Two days later, Topousis explained the project to special counsel Beth Garvey, with whom he sought a “few minutes to chat” about the early days of the pandemic.
“I’m working with Jamie Malanowski on a long-term project under Melissa’s direction,” he wrote. “As part of the project, Melissa has asked us to put together a history of the Executive Chamber’s response to the pandemic. It will eventually be turned into a narrative, but will require talking to senior staff closely involved with the governor. For now, we are focused on the early stages.”
Malanowski also described the project in an April 28 email to Health Department speechwriter Barbara Sutton, who was assisting in getting him an interview with former state Health Commissioner Howard Zucker.
“We are hoping to produce a narrative that [is] not a history of the State’s response to the crisis per se, but that is about decision-making, leadership and the goals and values of government as demonstrated in New York State during this crisis,” he wrote. “Therefore, at any given moment during the crisis, we want to know what information the governor had, what he was thinking and feeling, and how he acted on the information at hand.”
Cuomo’s spokesperson Rich Azzopardi blasted the Empire Center’s report as completely false.
He noted that none of the report’s “handpicked” emails, including the preface or anecdote information about the phone call with Kushner, ever made it into the final memoir.
“To be clear, this work product was never viewed by the governor nor was it used in the ‘American Crisis,’ as much as the Empire Center wants to believe that,” he told The Post in a statement Tuesday.

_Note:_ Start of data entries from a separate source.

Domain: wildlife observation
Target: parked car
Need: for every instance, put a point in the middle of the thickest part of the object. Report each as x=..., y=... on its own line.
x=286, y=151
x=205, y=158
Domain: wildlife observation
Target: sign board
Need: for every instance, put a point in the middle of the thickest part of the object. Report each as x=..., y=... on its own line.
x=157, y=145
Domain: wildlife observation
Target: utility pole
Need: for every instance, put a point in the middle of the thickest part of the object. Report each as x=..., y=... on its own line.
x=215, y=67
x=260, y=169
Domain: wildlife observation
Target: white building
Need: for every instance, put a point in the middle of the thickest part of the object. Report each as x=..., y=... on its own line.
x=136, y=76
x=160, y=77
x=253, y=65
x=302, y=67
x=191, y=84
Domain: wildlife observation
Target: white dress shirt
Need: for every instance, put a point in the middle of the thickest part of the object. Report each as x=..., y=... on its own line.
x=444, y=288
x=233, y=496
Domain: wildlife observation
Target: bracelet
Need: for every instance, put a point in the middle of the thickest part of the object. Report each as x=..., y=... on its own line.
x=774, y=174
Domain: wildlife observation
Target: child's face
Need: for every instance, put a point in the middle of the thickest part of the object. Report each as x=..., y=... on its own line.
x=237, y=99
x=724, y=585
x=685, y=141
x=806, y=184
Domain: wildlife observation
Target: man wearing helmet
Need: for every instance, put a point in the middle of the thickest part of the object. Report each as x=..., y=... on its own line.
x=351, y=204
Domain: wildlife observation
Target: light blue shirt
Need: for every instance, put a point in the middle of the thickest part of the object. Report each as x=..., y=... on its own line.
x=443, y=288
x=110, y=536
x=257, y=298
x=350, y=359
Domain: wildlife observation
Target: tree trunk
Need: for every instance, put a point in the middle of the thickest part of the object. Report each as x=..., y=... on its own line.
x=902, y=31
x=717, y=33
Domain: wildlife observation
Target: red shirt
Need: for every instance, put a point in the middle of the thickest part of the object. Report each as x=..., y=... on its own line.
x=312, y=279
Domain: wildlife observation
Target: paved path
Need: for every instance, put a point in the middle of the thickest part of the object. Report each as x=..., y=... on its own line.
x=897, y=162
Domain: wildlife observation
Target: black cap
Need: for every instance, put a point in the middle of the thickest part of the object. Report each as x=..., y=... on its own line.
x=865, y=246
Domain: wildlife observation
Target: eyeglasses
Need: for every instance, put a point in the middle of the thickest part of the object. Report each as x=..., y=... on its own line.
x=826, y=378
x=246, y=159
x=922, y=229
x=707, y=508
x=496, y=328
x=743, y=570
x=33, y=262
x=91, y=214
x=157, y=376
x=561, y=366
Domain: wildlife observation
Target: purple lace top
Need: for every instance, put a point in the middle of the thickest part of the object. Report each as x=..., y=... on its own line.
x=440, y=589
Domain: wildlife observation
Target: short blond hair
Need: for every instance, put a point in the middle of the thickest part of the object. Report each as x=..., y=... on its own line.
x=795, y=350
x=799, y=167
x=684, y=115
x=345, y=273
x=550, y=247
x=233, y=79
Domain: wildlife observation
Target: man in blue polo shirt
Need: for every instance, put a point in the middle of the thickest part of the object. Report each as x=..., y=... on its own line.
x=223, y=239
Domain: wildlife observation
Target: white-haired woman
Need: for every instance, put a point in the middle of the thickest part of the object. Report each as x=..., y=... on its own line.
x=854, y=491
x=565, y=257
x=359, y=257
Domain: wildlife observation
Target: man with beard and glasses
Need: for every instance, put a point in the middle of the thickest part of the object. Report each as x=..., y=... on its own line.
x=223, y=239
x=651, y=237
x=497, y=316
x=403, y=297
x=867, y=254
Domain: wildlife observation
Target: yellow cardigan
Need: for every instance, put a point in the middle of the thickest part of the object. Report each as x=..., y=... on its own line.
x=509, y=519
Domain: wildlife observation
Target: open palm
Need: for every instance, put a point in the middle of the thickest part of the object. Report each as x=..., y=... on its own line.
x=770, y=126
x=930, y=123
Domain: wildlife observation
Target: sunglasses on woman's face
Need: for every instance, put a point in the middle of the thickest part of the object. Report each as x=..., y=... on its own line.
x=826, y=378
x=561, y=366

“As was previously said, Tom [Topousis] and Jamie [Malinowski] were asked to develop and preserve a timeline of what happened during this significant time in our history that would aid our media responses, press briefings and provide a record for future generations,” Azzopardi said.
“The decision to do so in chapters or narrative form wasn’t at the direction of Melissa or anyone else,” he said. “The idea to structure the governor’s book as a daily account was introduced by the publisher in mid-July, not based on the timeline produced that was used in countless briefings.”
Malanowski also denies ever working on “An American Crisis.” He noted that he wanted to work on a memoir about the state’s response to the disease, but it ultimately fell through.
“I want to be clear: I had nothing to do with the writing of ‘An American Crisis,’” Malanowski told The Post in a statement.
“It is true that in April 2020 I thought it would be a good idea for the governor to write a memoir. It is true that I would have liked to have worked on it. It is also true that on my own, I wrote a preface and an outline, as examples of what a book might look like, in an effort to get colleagues to support the idea,” he continued.
“No one in the administration suggested, or requested, or instructed me to undertake this work,” he said. “My colleagues were very busy during this time, and I was not able to generate much interest in this idea. By May, I stopped pushing it.”
Cuomo resigned in August 2021 while under fire over sexual harassment allegations, as well as other scandals involving his book deal and the state’s nursing home COVID-19 deaths.